Developing More Secure Microsoft ASP.NET 2.0 Applications (http://www.microsoft.com/mspress/books/9989.asp)

> Hi Dominick,
>
[quoted text clipped - 21 lines]
> this in loadbalanced webfarms and database clusters. I don't want to
> be looking for answers, when this is productive.
Ralf Steinstraesser - 26 Mar 2008 16:44 GMT
Thank you for your answers so far, Dominick.

I think I got it now. Somehow I failed to set up the SPNs for the
alternative middle-tier host properly.
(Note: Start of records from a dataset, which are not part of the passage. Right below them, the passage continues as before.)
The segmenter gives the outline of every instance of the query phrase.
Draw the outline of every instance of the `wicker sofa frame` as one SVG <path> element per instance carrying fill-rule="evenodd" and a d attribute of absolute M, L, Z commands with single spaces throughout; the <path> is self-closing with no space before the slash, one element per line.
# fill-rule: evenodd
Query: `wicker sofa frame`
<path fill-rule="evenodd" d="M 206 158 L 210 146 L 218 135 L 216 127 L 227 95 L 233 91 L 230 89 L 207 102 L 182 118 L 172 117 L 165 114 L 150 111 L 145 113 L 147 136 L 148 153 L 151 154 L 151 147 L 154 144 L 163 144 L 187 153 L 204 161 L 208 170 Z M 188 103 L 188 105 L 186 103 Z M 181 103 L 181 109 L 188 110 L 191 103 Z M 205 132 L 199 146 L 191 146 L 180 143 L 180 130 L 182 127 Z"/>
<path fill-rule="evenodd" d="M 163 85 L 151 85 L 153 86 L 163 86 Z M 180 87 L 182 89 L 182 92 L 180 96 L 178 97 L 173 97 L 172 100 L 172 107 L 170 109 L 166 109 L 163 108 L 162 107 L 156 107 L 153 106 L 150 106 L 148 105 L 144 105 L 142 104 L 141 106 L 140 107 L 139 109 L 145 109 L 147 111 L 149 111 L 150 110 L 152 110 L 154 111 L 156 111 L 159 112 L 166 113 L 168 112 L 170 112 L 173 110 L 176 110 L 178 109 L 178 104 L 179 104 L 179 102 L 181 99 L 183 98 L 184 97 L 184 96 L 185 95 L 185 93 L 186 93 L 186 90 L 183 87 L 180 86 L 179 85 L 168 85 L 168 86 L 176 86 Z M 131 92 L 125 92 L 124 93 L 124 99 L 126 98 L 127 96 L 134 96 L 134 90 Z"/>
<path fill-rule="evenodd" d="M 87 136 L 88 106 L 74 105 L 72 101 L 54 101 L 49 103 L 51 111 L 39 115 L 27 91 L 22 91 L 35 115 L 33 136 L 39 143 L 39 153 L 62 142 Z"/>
Therefor I saw Kerberos as
AuthenticationType, but not Delegation as ImpersonationLevel on that host.
Instead it showed only Impersonation, whereas it was Delegation for the
middletier with the proper SPN.

Another issue, which added to my confusion was, that when having ASP.NET and
WebService together on one machine, I am able to impersonate the Browser user
before querying the Database and I am getting properly applied user rights of
the database. I thought this is already the double hop, and would not work...

Signature

Dipl.-Ing. Ralf Steinstraesser
Software Architekt
Bissantz & Company GmbH

> impersonation means to impersonate the client to access local resources -
> delegation only applies to remote resources. That's the easy distinction.
[quoted text clipped - 29 lines]
> > this in loadbalanced webfarms and database clusters. I don't want to
> > be looking for answers, when this is productive.